“Dissimilar” C18

To be both incredibly accessible AND extremely abrasive is no easy task.

With Jawbox-esque vocals and a saccharine stock of 90s radio-rock scaffolding, Tides Away crosses over countless boundaries, through their creative employment of captivating boobytraps of electronica, industrial beats, metallic tones, eastern-tinged progressions…wow…at the end of the day, this band is undeniably interesting, even if the genres they’re mixing might not directly appeal to you…and surely they couldn’t ALL…

To be both incredibly accessible AND extremely abrasive is no easy task. That meme about Mountain Dew may apply here. Give this a chance (it’s a short suite) at least two times in a row and you might be surprised at how much each disparate sub-genre blends so satisfyingly with the other and then right into your earholes!

-- Jacob An Kittenplan

JONNYX AND THE GROADIES “Liquid Crystal Despair” (self-released)

I really wasn’t expecting this, like at all. What did I expect? I … don’t know. That cover is Tangerine Dream meets Judas Priest, so that would’ve been a mashup. But then I was like, don’t judge by the cover, don’t judge by the cover…

I didn’t judge by the cover. I’m a genius.

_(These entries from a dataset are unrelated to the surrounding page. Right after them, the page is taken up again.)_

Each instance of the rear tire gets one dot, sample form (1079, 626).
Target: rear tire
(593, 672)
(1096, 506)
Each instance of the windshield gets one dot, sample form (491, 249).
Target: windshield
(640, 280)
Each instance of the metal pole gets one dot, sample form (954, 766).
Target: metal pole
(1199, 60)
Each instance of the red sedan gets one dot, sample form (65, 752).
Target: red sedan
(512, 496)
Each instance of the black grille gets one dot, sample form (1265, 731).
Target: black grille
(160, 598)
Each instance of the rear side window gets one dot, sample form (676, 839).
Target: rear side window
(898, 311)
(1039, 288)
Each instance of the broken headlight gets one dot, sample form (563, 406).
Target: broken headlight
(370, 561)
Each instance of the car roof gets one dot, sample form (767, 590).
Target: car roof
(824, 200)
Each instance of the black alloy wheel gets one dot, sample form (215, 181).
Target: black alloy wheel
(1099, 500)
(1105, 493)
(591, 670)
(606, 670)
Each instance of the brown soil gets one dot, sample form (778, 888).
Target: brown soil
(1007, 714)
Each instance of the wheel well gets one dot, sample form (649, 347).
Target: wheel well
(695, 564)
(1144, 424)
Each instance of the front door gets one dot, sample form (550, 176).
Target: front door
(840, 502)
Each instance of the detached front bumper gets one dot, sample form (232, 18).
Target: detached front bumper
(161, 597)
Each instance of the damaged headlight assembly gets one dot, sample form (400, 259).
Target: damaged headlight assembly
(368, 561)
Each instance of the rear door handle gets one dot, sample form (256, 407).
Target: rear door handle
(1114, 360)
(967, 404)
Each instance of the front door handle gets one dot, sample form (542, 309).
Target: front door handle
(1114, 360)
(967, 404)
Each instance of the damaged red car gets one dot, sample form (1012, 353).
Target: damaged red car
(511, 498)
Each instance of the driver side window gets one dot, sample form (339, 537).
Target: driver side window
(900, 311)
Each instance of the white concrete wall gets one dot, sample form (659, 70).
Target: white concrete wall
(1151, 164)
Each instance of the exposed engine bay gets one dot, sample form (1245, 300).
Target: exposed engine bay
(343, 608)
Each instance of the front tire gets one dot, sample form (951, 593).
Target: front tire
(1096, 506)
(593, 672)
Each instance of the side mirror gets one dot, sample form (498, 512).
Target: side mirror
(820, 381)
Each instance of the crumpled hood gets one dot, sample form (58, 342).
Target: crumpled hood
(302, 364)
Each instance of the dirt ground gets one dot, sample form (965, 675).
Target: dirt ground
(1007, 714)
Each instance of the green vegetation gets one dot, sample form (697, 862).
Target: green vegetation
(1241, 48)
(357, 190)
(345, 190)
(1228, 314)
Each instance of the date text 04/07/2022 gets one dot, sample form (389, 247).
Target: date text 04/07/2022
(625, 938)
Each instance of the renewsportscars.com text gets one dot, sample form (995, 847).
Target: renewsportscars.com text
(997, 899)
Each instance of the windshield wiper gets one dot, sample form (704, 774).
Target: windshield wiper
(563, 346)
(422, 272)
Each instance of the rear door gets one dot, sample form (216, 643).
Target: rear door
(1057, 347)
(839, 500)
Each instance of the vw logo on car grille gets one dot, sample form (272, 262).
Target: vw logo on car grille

This is hellish cyber–thrash metal, a visceral wasteland where prog keyboards interrupt black metal séances mid-ceremony, but the metalheads accept the nerds and everyone gets along. I love this stuff! Even when the vocals approach human (rather than demonic) singing, I can get into it. There’s quite a variety here, and the band’s been around since 1996, so you know they’re tight as hell. And, being from Portland, Oregon, I’m SURE they know those wacky Wolves in the Throne Room cats. Or maybe they don’t, who knows. I just assume everyone knows everyone else in the Pac NW. Still, they could share a bill.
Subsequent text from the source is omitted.